Does the store accept credit card payments, or do they except credit card payments? Depending on the word you choose, the sentence can have two totally different meanings. Learn what you need to know to correctly use accept vs. except in your vocabulary.
Accept and except are commonly confused words that are spelled differently and pronounced differently. Most importantly, they have nearly opposite meanings.
|accept||to allow||We accept employees from all backgrounds.|
|except||not including||Everyone is welcome except for you.|
Accept (ăk-sĕpt') is a verb with several different meanings, all of which involve taking or recognizing something or someone. Accept can mean:
- to receive something that has been offered (to accept a gift)
- to be admitted to a group or organization (vote to accept new members of a club)
- to recognize something as being correct or true (accept the truth of a statement)
- to take payment (to accept cash or credit cards)
- to take formal receipt of something (to accept bids on request for proposal)
When using accept in a sentence, remember that it always functions as a verb.
- I am so pleased to accept this award.
- Sharon needs to listen to us and accept the truth.
- The committee will meet tomorrow to decide which new member applications to accept.
- The candidates accept the results of this election.
- What forms of payment does your company accept?
- Please accept my deepest condolences on your loss.
When you use except as a preposition, it connects a noun to the rest of the sentence. Except indicates that the noun that follows is not included in the action of the sentence. For example:
- Everyone except Stewart will be at the awards banquet tonight.

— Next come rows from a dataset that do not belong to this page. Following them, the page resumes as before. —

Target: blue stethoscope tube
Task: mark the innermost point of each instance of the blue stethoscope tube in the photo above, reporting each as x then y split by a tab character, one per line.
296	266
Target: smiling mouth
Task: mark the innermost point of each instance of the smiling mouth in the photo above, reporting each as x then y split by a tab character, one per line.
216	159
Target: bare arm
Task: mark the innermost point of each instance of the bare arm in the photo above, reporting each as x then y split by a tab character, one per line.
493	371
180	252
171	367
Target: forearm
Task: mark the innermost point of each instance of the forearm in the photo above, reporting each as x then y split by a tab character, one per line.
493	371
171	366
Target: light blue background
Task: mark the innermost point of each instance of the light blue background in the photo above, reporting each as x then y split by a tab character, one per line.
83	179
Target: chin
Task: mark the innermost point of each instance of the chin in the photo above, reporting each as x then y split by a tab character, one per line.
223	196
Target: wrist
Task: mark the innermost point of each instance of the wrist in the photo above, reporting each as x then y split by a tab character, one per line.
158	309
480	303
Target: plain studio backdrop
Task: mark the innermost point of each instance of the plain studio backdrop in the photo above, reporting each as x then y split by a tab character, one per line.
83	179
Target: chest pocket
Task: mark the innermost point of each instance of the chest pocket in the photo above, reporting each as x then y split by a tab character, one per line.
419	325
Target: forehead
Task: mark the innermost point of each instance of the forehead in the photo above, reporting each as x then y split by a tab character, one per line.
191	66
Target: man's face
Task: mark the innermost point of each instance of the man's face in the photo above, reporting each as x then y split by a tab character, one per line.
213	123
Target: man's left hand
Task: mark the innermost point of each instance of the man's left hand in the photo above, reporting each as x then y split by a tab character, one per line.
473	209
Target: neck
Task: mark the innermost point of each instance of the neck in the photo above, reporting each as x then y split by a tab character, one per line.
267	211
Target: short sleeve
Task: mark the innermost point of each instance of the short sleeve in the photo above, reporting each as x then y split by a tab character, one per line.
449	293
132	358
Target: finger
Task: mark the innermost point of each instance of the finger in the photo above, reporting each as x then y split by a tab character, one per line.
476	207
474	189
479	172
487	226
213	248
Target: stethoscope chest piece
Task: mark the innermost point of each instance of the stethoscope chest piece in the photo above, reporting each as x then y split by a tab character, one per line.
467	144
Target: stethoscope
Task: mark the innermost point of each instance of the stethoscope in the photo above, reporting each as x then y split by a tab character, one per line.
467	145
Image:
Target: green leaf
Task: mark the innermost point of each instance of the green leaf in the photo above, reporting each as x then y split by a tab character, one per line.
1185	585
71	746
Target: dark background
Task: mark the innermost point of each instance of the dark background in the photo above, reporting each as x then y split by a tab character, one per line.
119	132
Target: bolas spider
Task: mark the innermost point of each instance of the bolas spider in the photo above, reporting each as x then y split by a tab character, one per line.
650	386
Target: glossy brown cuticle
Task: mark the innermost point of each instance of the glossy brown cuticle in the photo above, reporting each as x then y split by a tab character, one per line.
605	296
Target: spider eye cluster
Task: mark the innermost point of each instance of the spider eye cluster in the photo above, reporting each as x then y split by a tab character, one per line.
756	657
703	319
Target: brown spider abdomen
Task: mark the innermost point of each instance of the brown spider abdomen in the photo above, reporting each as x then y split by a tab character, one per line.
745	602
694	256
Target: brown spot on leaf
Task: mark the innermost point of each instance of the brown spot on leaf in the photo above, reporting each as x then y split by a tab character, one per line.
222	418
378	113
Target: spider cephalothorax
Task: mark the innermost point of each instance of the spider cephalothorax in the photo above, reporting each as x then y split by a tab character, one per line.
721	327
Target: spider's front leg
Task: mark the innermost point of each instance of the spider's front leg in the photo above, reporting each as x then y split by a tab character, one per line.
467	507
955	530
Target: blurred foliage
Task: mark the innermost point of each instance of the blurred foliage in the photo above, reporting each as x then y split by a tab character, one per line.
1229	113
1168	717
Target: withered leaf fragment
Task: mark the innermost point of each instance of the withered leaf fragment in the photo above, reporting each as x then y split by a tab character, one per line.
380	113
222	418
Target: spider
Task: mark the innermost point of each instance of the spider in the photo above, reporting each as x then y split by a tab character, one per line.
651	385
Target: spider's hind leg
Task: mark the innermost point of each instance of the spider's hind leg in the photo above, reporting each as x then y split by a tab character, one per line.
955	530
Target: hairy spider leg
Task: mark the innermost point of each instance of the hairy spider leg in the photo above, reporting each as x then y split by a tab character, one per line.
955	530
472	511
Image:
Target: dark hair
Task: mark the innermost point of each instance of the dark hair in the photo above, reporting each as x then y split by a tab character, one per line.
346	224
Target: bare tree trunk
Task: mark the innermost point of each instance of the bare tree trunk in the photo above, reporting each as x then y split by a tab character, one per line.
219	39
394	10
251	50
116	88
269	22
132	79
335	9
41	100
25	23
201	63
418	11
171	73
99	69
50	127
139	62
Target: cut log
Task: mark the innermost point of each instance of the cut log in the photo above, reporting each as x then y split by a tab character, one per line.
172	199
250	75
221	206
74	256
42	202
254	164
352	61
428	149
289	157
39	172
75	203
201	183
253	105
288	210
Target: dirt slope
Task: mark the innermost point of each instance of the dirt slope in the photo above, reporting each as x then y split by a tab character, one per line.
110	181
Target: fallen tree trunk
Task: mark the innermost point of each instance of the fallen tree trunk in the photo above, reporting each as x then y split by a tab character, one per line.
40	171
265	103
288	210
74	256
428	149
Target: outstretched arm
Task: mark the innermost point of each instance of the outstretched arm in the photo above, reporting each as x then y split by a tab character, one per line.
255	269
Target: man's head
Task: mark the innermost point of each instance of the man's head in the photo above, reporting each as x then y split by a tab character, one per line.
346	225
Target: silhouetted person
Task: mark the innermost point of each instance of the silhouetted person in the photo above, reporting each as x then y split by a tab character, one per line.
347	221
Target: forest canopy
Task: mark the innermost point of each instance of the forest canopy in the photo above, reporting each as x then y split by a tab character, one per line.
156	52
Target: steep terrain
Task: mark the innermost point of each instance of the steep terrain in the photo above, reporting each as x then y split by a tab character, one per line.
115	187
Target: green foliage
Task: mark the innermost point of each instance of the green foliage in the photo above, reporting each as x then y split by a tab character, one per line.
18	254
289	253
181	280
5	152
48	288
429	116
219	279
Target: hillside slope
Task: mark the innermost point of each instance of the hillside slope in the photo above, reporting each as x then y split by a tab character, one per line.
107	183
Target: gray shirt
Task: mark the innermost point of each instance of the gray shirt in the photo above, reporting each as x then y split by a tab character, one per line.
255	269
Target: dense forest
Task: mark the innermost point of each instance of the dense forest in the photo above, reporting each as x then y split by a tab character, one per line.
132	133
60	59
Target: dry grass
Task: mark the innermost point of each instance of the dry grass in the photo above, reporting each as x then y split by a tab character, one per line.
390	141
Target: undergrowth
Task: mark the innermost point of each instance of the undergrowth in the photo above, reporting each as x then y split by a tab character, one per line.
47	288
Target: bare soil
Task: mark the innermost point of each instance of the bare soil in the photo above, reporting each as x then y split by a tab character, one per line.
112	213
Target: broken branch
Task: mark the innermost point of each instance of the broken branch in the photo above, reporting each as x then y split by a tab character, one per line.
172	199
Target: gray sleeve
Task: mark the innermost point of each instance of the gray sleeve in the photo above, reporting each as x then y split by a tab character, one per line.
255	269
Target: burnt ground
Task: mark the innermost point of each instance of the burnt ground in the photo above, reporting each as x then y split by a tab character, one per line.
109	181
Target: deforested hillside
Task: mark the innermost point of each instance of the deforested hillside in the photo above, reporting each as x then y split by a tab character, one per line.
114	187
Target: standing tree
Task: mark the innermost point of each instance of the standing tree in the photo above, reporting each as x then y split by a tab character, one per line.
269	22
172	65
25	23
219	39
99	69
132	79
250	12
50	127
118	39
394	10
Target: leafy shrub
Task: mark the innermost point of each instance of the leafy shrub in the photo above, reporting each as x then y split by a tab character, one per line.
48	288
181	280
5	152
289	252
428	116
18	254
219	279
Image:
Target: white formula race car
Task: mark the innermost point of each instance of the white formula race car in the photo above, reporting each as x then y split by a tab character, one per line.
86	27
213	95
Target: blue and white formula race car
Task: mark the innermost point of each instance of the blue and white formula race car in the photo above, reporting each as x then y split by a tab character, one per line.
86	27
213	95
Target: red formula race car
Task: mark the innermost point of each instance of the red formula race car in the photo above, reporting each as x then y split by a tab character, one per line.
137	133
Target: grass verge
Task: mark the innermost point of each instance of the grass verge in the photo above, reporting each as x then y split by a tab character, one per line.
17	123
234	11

- I slept late every day this week except Saturday.
- Everything on the menu sounds terrific except the egg salad.
Except as a conjunction means "but." It's usually followed by a clause that starts with that, for or when. For example:
- I'd come to your party, except that I've got other plans.
- Kylie doesn't know anything about New York except that it's large and noisy.
- We enjoy visiting Washington except when it's raining.
A less common function of except is as a verb, when it means "to exclude." This usage can get confusing with accept, which is also a verb but has the opposite meaning. For example:
- We must except anyone who has not completed ten hours of practice from the roster.
- She's the best pitcher I've ever seen — present company excepted.
- Kids under two are excepted from the admission price.
Accept and except are two tricky words in the English language, but when you master their meanings, you'll use them correctly every time. Use a commonly confused words worksheet to identify which similar words you have already mastered and which ones you might need to review. Then, move on to exploring other similar words with an "e" or "a" at the beginning such as affect vs. effect.